Ogni tanto, quando interpretando dei piatti cucinati da
mia madre con la sua solita maestria (mio nonno agli inizi del secolo scorso
era aiuto chef all’ hotel Villa Igea di Palermo) (ri)scopro sapori che fanno
parte del retaggio di una certa buona ristorazione milanese (che frequentavo
assiduamente negli anni Settanta e Ottanta), rifletto su come i cuochi siano
giunti a comprendere che una loro ricetta funzionava. Non sulla base di
alchimie tanto alla moda (cucina molecolare & C.) o dell’impiego di
prodotti dop e igp, la cui attuale inflazione sul mercato dovrebbe far
riflettere sull’intero sistema dei cibi cosiddetti di qualità, quanto
assecondando il proprio particolare gusto.
Così l’altra domenica, ho messo insieme le zucchine
trifolate della mamma con le sue
mazzancolle in sugo di
pomodorini, e ci ho condito della pasta corta (pennette rigate). Mazzancolle in
sugo di pomodorini: togliere la testa e sfilare il budellino nero sul dorso a ½
kg di mazzancolle. Imbiondire poco aglio e poca cipolla in due cucchiai di olio
extravergine di oliva. Aggiungervi i carapaci facendoli soffriggere. Sfumarvi
mezzo bicchiere di vino bianco e aggiungere i pomodorini. Salare e fare cuocere
per dieci minuti. Spolverare di prezzemolo tritato.
Zucchine trifolate: Tagliare a fettine sottili tre
o quattro zucchine. Far soffriggere uno spicchio d’aglio tritato in un
cucchiaio di olio extravergine d’oliva. Aggiungervi le zucchine e farle cuocere
a fuoco lento. A cottura ultimata, cospargervi del prezzemolo tritato.

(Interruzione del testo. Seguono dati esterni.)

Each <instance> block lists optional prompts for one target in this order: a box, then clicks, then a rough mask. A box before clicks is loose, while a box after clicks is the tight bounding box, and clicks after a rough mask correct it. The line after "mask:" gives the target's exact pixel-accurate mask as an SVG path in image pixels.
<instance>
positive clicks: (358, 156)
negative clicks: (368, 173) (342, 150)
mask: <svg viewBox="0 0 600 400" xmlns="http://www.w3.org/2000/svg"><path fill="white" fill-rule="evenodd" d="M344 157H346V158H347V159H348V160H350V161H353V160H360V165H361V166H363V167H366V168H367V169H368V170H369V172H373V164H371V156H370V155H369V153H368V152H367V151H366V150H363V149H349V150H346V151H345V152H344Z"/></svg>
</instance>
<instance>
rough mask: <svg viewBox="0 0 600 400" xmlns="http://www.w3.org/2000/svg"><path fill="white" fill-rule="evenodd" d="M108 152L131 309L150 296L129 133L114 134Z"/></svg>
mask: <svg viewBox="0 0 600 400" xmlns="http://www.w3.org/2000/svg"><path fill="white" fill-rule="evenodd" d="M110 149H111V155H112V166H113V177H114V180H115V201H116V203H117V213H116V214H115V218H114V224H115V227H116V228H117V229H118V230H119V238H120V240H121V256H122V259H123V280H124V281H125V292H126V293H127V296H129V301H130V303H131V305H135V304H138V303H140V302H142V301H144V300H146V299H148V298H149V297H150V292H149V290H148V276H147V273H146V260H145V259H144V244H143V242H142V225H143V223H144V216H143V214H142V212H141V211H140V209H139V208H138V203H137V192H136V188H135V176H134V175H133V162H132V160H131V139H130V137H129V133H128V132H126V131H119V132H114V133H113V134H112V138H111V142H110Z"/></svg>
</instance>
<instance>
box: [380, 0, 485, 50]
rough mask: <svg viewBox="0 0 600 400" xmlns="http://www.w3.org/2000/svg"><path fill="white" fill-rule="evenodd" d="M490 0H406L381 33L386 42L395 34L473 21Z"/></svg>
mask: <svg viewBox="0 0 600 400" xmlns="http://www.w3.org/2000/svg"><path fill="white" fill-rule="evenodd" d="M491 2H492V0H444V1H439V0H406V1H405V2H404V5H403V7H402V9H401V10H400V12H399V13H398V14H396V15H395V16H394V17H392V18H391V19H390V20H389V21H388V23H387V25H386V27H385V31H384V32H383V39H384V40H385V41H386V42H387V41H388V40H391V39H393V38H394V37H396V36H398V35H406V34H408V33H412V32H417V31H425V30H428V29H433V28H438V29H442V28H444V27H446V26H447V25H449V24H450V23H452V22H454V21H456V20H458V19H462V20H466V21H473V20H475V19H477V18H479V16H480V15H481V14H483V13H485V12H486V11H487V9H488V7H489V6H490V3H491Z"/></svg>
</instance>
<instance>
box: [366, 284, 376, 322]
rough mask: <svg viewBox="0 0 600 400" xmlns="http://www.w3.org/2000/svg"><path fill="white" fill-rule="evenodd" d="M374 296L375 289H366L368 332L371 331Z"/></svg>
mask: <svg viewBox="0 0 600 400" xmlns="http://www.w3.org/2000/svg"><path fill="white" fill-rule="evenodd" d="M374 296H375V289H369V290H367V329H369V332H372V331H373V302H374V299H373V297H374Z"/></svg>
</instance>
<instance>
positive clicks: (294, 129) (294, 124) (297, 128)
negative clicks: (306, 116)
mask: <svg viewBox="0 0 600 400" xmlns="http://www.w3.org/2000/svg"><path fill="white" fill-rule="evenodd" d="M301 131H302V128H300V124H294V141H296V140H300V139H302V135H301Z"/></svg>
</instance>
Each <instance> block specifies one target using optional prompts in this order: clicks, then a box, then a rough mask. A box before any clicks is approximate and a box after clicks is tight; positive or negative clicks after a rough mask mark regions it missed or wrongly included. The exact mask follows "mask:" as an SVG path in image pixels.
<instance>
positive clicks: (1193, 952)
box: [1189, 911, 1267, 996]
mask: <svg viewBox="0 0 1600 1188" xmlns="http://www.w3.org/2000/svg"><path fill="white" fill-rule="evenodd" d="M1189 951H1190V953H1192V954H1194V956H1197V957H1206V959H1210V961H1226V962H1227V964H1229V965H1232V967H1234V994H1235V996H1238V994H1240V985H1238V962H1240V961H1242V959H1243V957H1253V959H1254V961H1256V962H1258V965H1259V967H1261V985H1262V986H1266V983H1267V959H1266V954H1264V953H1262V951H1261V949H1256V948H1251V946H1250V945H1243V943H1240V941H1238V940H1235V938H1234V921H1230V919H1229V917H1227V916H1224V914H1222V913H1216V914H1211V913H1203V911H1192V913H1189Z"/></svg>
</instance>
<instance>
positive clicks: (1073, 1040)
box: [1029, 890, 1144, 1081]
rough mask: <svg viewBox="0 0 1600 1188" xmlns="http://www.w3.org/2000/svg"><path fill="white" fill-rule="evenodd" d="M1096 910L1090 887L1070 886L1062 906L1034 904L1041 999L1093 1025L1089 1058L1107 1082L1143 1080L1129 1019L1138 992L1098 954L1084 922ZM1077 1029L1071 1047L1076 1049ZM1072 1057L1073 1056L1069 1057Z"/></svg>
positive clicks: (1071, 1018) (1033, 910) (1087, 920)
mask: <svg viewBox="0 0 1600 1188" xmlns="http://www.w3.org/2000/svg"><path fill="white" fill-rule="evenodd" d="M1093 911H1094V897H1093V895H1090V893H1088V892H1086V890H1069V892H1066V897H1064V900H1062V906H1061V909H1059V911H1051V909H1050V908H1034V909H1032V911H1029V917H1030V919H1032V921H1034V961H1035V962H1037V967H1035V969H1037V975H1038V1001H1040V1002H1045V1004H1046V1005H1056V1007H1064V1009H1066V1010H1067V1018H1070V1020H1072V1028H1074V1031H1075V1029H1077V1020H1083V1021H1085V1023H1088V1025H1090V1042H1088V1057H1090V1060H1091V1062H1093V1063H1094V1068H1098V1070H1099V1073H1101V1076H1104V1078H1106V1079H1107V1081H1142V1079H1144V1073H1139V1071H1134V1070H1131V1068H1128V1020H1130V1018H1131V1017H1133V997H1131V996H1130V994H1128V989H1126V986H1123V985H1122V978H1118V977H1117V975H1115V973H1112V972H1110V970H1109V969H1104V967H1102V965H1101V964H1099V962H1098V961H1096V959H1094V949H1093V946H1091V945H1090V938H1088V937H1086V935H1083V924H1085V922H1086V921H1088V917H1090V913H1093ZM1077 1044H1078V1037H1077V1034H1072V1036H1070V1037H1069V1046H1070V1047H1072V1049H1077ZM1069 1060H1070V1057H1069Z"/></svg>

Il risultato non è stato inferiore a primi molto
simili assaggiati al ristorante, i cui cuochi, evidentemente, in fatto di
sapori la pensa(va)no come me. E siccome a differenza di Benedetta Parodi, che
ha confessato in un’intervista di non saper cucinare, io invece ne sono capace,
ve ne do entrambe le ricette (e magari, prima di versarle sulla pasta, vi
suggerisco di sgusciare le mazzancolle).